Chicken tetrazzini
4
Points®
Total time: 1 hr 10 min • Prep: 25 min • Cook: 45 min • Serves: 8 • Difficulty: Easy
With its rich-tasting sauce made of sour cream and cheesy topping, this creamy Italian specialty will easily become a family favorite. Its large yield is perfect for planning leftovers or for serving a crowd. The tarragon vinegar infuses a nice herbal note into the sautéed vegetables. Look for it on the condiment aisle alongside the other vinegar varieties at your supermarket. If you can’t find it, feel free to use white wine vinegar instead. We’ve used egg noodles here, but spaghetti noodles will work too.
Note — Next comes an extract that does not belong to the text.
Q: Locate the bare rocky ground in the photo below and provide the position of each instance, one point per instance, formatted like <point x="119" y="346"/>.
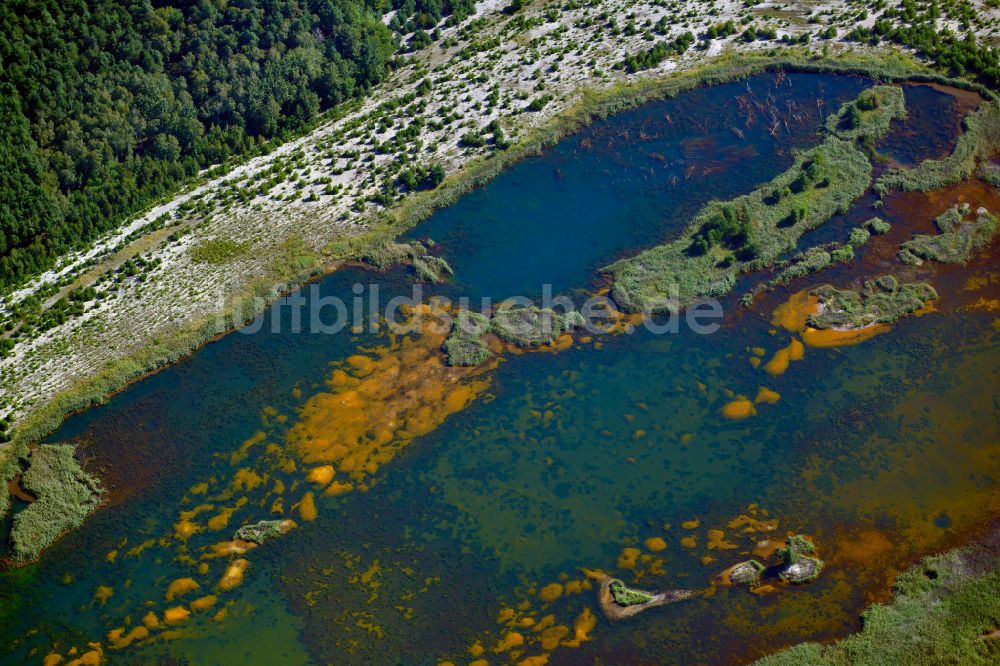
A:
<point x="216" y="239"/>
Pair this comforting casserole with a garden salad dressed with a balsamic vinaigrette to complete the meal.


Ingredients
Uncooked whole wheat pasta
12 oz, use whole-wheat egg noodles
Cooking spray
1 spray(s)
Fat free margarine
2 Tbsp, divided
Vinegar
3 Tbsp, tarragon-flavored
Mushrooms
1 pound(s), sliced (about 6 cups)
Fat free chicken broth
1½ cup(s)
Fat free skim milk
1 cup(s)
Arrowroot starch (flour)
4 tsp
Dried thyme
1 tsp
Dried tarragon
1 tsp
Table salt
½ tsp, or more to taste
Black pepper
¼ tsp, or more to taste
Fat free sour cream
¼ cup(s)
Cooked skinless boneless chicken breast
3 cup(s), chopped, cut into bite-sized pieces
Frozen peas and carrots
1 cup(s), thawed
Grated Parmesan cheese
3 tsp
Instructions
1
Cook noodles according to package directions with added salt; drain and set aside.
2
Preheat oven to 375°F. Coat a 9 X 13-inch pan with cooking spray.
3
Heat 1 tablespoon of margarine and vinegar together in a large nonstick skillet over medium heat. Add mushrooms; cook until soft, stirring, about 5 minutes. Remove mushrooms and set aside.
4
Whisk broth, milk and arrowroot together in a medium-size saucepan until smooth. Stir in remaining tablespoon of margarine; set over medium heat. Cook, stirring with a wooden spoon, until thickened and boiling, about 8 minutes. Stir in thyme, tarragon, salt and pepper. Remove sauce from heat; stir in sour cream.
5
Combine cooked noodles, chicken, mushrooms, peas and carrots, and sauce together in a large bowl. Pour into prepared pan; sprinkle with grated topping. Bake until bubbling and hot, and top is starting to brown, about 20 minutes. Slice into 8 pieces and serve.